This repository contains the scripts necessary to create the data for the h2o benchmark and performance reports for the groupby
queries run using parquet data.
-
Clone this repository
-
Create and activate the conda environment
$ conda env create -f environment.yml $ conda activate h2o_data
You can find the script to generate the datasets under the scripts
directory. The create_groupby_data.py
script will generate the groupby
data for the h2o
benchmark according to the arguments provided. For information on the arguments, run:
$ python create_groupby_data.py --help
Notes
- This script does not include NA, and the data is NOT sorted.
- This script generates multiple files in parallel using dask, you will need to modify the number of files according to your RAM availability.
- If you desired one single file you can join the
num_files
generated usingscripts/create_single.csv
.
Use the following example to check everything has been set up correctly, before you attempt the bigger files.
Example: 1 million rows (num_rows) and 100 groups (num_groups)
The following code will create 10 files on a directory call test
located at the same level from where the script is running.
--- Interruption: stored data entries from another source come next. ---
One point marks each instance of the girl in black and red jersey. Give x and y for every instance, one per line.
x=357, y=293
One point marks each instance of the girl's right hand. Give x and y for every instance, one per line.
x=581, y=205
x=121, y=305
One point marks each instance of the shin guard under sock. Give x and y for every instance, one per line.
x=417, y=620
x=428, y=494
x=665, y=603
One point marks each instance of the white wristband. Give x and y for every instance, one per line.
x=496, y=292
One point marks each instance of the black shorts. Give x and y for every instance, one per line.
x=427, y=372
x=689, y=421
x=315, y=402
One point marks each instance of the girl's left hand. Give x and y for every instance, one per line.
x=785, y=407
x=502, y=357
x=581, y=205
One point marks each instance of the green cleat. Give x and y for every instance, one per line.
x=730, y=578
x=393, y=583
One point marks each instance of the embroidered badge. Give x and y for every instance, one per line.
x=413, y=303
For a different location of the directory you can provide a full or relative path. Note that if the directory doesn't exists it will create it.
$ python create_groupby_data_dask.py --num-rows 1e6 --num-groups 1e2 --num-files 10 --output-dir test
To obtain a single file, you can join them using create_single_csv.py
, the commands below will take care of the headers, keeping only the first one.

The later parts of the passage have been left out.